“It must be fun living in a big city,” Camilla continues, three wines gone and clearly not letting the topic go. “Everyone knows each other here.”
I roll my eyes. “Doesn’t Rome have, like, two million residents?”
“Closer to three,” Bianca chimes in.
“I mean this part of the city,” Camilla explains. “They know everyone here.”
My stomach drops. “They?”
She lowers her voice. “Bianca’s boyfriend and his associates.”
I watch my reflection as the blood drains from my face.
“Dante owns this part of Rome,” Bianca declares.
“Dante?” Fear rolls up my spine. Because I know of a Dante with connections to Rome. Everyone in the Eleven does. Hard not to when he’s the second-most powerful man in the Eleven.
Shit, oh shit. I didn’t leave the famiglie behind. I fell into its lap.
Camilla pats my arm. “Don’t worry. They’re harmless.”
“The mafiosi, you mean?”
Bianca and Camilla give each other a look.
“Does Zia Teresa know?”
“Of course,” Bianca replies. “How do you think I met Dante? He eats at the restaurant all the time with his friends. He was there the day you were off, with two handsome associates. When he arrives at the club later, I’ll introduce you.”
I bite my lip, cursing my luck. My head spins with the weight of this revelation. I want to scream, to cry, to wave a magic wand and make the truth disappear. I never met Dante Lucchese. I couldn’t tell you what he looks like, aside from being handsome and hung like a stallion.
How did I know intimate details about his anatomy but not Bianca’s boyfriend’s name?
It’s unlikely Dante will take any real interest in me, no more than he would in any woman who happens to be friends with his girlfriend and related to Zia Teresa.
No cause to panic. That’s what I tell myself, even though my pulse won’t settle.
I need to talk to my prozia and ask her why she’s rubbing elbows with the mafiosi.
Decide if I’m safe.
Or if I need to disappear, again.
CHAPTER ELEVEN
RENZO
Interesting things happenin the dead of night. Especially when no one is watching—or so you believe…
“Why are they hauling burlap sacks of pistachios into a shed in the middle of an olive grove?” the kid whispers.
We’re belly-down in the dirt, tucked into the tall grass just outside Vito’s property, running a damn-near-genius surveillance op on his secret side-hustle.
When my father shows the Eleven these photos, Vito Cardini is finished. Shame the greedy man won’t live to see the fallout.
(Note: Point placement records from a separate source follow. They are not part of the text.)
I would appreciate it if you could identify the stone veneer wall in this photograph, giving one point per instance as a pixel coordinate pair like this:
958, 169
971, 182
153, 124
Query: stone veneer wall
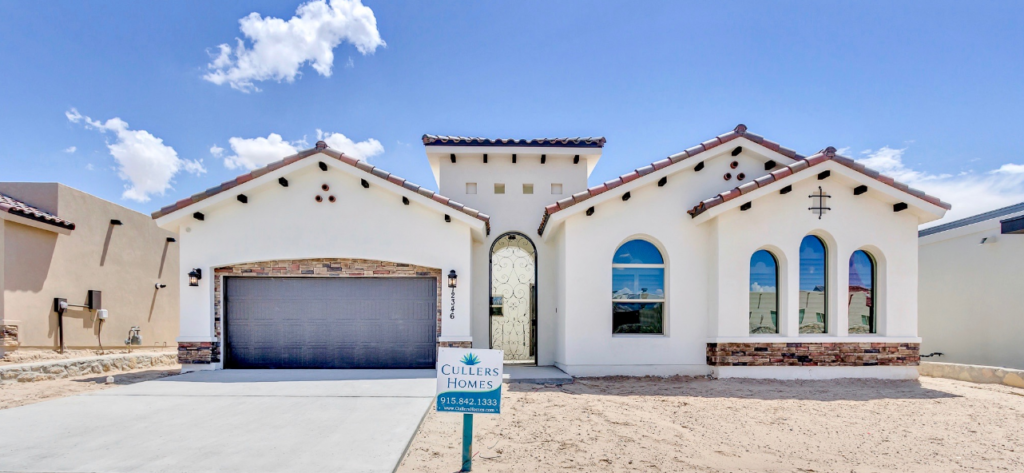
814, 354
209, 352
199, 352
8, 338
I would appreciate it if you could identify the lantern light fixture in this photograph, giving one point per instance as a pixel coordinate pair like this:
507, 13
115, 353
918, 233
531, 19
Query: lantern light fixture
194, 276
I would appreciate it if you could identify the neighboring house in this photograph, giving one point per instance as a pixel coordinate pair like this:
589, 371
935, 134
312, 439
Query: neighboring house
733, 257
972, 289
60, 243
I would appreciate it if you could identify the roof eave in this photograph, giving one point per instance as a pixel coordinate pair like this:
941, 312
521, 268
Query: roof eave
926, 211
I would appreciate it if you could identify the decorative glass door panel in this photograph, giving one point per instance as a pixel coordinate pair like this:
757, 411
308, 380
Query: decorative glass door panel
513, 305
Springing to my feet, I take out a roll of Euros and toss it on the ground in front of him. “Good work, kid. Now it’s time to head home.”
He gathers the Switchblade 300 beneath his arm protectively, and we walk back to the Vespas. As he secures the drone, I turn my motorbike toward Vito’s estate. Photographs are one crucial part of my plan. But there’s more I’ve got to do tonight to become a made man.
“You’re not riding back to Rome with me?” the kid asks, finally noticing.